The Muslim Rights Concern (MURIC) sends special greetings to all Christians here in Nigeria and the rest of the world. We affirm our love for all our Christian neighbours and express the wish to continue to coexist peacefully in an atmosphere of mutual respect.
We reject the hate messages of Al-Qaidah, Boko Haram and other misguided elements who engage in killings and destructions. We denounce those who ask Muslims to kill Americans, Britons and other people in the West. We assert clearly and unambiguously that Islam does not destroy, it builds. Islam gives life. It does not teach killing. Islam is a religion of peace, not of terrorism.
This 2015 Easter celebration is significant as it coincides with the paradigm shift in Nigeria’s political arena. We call on Christians and Muslims to unite in order to consolidate the new wind of change currently blowing across Nigeria.
In tandem with the divine and highly revolutionary message in the Qur’an that Allah will not change the condition of a people until they themselves change the (evil) among them (Qur’an 13:11), Nigerians voted for change in the March 2015 presidential election. This means that Nigerians have hearkened to the divine message and they have taken their destiny in their hands.
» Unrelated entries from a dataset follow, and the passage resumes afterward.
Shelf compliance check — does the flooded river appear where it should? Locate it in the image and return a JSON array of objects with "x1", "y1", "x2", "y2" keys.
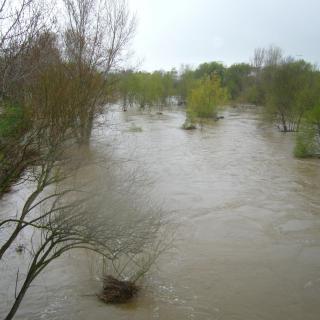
[{"x1": 0, "y1": 108, "x2": 320, "y2": 320}]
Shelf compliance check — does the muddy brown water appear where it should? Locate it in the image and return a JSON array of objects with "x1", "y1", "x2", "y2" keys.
[{"x1": 0, "y1": 108, "x2": 320, "y2": 320}]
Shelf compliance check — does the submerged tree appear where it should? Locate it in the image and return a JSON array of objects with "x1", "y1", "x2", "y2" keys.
[{"x1": 187, "y1": 76, "x2": 228, "y2": 126}]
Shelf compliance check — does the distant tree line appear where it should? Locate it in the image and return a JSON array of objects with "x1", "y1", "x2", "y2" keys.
[{"x1": 117, "y1": 46, "x2": 320, "y2": 157}]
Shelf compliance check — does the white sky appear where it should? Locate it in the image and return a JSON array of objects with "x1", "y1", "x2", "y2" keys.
[{"x1": 128, "y1": 0, "x2": 320, "y2": 71}]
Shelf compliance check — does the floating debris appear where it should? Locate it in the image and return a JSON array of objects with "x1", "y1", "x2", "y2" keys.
[{"x1": 98, "y1": 276, "x2": 138, "y2": 304}]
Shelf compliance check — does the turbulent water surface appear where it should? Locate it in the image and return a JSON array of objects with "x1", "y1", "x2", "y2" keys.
[{"x1": 0, "y1": 108, "x2": 320, "y2": 320}]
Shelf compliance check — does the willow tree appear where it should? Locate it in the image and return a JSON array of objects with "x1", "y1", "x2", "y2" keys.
[
  {"x1": 63, "y1": 0, "x2": 135, "y2": 144},
  {"x1": 187, "y1": 76, "x2": 228, "y2": 122}
]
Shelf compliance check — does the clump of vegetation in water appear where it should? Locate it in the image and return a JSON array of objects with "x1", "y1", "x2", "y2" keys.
[
  {"x1": 294, "y1": 106, "x2": 320, "y2": 158},
  {"x1": 182, "y1": 118, "x2": 197, "y2": 130},
  {"x1": 183, "y1": 75, "x2": 228, "y2": 129},
  {"x1": 129, "y1": 125, "x2": 143, "y2": 132},
  {"x1": 98, "y1": 276, "x2": 139, "y2": 304}
]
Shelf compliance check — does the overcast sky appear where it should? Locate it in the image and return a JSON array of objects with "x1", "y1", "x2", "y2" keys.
[{"x1": 128, "y1": 0, "x2": 320, "y2": 71}]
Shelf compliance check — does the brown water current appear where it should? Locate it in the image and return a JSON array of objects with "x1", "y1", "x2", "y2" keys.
[{"x1": 0, "y1": 108, "x2": 320, "y2": 320}]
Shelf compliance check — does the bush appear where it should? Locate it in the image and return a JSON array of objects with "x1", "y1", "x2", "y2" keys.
[{"x1": 187, "y1": 76, "x2": 228, "y2": 121}]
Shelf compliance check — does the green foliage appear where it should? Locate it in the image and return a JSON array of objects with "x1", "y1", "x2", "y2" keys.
[
  {"x1": 187, "y1": 76, "x2": 228, "y2": 121},
  {"x1": 264, "y1": 60, "x2": 317, "y2": 132},
  {"x1": 194, "y1": 61, "x2": 226, "y2": 83},
  {"x1": 294, "y1": 104, "x2": 320, "y2": 158},
  {"x1": 225, "y1": 63, "x2": 253, "y2": 101}
]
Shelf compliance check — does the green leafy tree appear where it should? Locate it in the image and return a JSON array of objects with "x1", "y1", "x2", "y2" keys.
[{"x1": 187, "y1": 76, "x2": 228, "y2": 122}]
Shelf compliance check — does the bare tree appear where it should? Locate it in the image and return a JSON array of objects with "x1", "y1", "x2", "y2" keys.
[{"x1": 63, "y1": 0, "x2": 135, "y2": 144}]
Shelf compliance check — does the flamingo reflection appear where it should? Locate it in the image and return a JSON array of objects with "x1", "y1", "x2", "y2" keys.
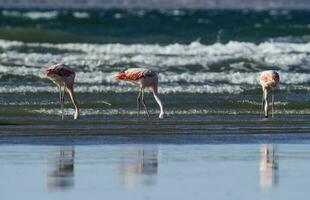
[
  {"x1": 47, "y1": 146, "x2": 75, "y2": 189},
  {"x1": 119, "y1": 146, "x2": 159, "y2": 187},
  {"x1": 260, "y1": 145, "x2": 279, "y2": 188}
]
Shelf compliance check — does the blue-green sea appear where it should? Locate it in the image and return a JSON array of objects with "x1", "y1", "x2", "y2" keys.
[
  {"x1": 0, "y1": 9, "x2": 310, "y2": 200},
  {"x1": 0, "y1": 9, "x2": 310, "y2": 135}
]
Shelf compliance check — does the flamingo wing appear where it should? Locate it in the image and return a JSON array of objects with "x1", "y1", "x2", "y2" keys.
[{"x1": 116, "y1": 68, "x2": 152, "y2": 81}]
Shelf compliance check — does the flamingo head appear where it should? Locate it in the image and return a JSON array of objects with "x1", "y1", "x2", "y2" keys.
[{"x1": 115, "y1": 71, "x2": 126, "y2": 80}]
Our religious leaders, Christians, Muslims and animists must also allow this change to reflect in their attitudes. We must put an end to mutual suspicion, unhealthy rivalry and violence. Above all, never again should we allow politicians to use religion to divide us. We must allow Nigeria to live again.
Finally, we urge all churches to pray for Nigeria focusing on the following prayer points: that God should direct the minds of Nigerian politicians to think of the masses first before their personal interests; that God should put an end to insurgency within a very short time; calm in the Niger Delta; peace and prosperity for the country and, above all,that God should open the eyes of Nigerians to stop seeing corruption as ordinary stealing and to recognize it as a huge monster with jaws wide open to swallow up the social order.